Very nice. Appear a bit dark here but in lightbox they look just fine. Great catch.
Beautiful.. I especially love the 2nd shot.
That second one is so sharp. It looks like he posed for you. Their eyes always look so strange to me but it's a beautiful bird. Great shots!
Yes, great shots. Especially the second one - almost all bird in flight shots I have are from underneath - this looks like you are flying alongside. Good grab and good technique.
Lovely. In the first shot, I like the line (or curve) that looking into the end of the feathers makes. Not sure if that makes any sense.
These are interesting shots that bring up a point that I have wondered about for some time. Why do we sometimes see Herons (and other birds) flying with the neck fully extended and at other times, flying with the head pulled back as far as they can make it go?
It depends on the family. Herons (and egrets) all fly with their necks drawn back like this one, but all storks, cranes and flamingos with their necks fully extended. As to why - I guess you'd have to find a talking heron unless we have a proper ornithologist around.Why do we sometimes see Herons (and other birds) flying with the neck fully extended and at other times, flying with the head pulled back as far as they can make it go?
Thats right david, as to why, its all about how they feed and what they feed on, that requires them to fly like that, think of what and how each one eats and it becomes clear.
As the for the photos, very nice, i take it they were landing for you to get such a great angle?
Thanks, Mark. One of those things that's obvious - once someone points it out! Though neither of us have explained why the Great Blue Heron has it's neck straight out. I suspect that it has just taken off - unless it has an identity crisis.

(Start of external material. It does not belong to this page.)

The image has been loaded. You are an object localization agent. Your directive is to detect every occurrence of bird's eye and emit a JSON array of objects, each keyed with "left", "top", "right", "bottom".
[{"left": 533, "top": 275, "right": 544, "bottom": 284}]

It's interesting but unsurprising that birds that have converged on similar feeding patterns (for example cattle egrets and crowned cranes) maintain their ancestral ways. Not sure whether this is off topic, but for me knowing more about animal behaviour increases the enjoyment of watching them, and I think makes for better photographs, too.
Crop, Frank, Crop! That's the bit where a bird stores its food, not a PP instructionCould it be that the first Heron was flying on an empty stomach?
It's possible, but I don't think so. So far as I can recall, I've never seen a heron in level flight with its neck stretched out, but then there are lots of things I haven't seen. Perhaps Joe can tell us if it was taking off, landing, or in between?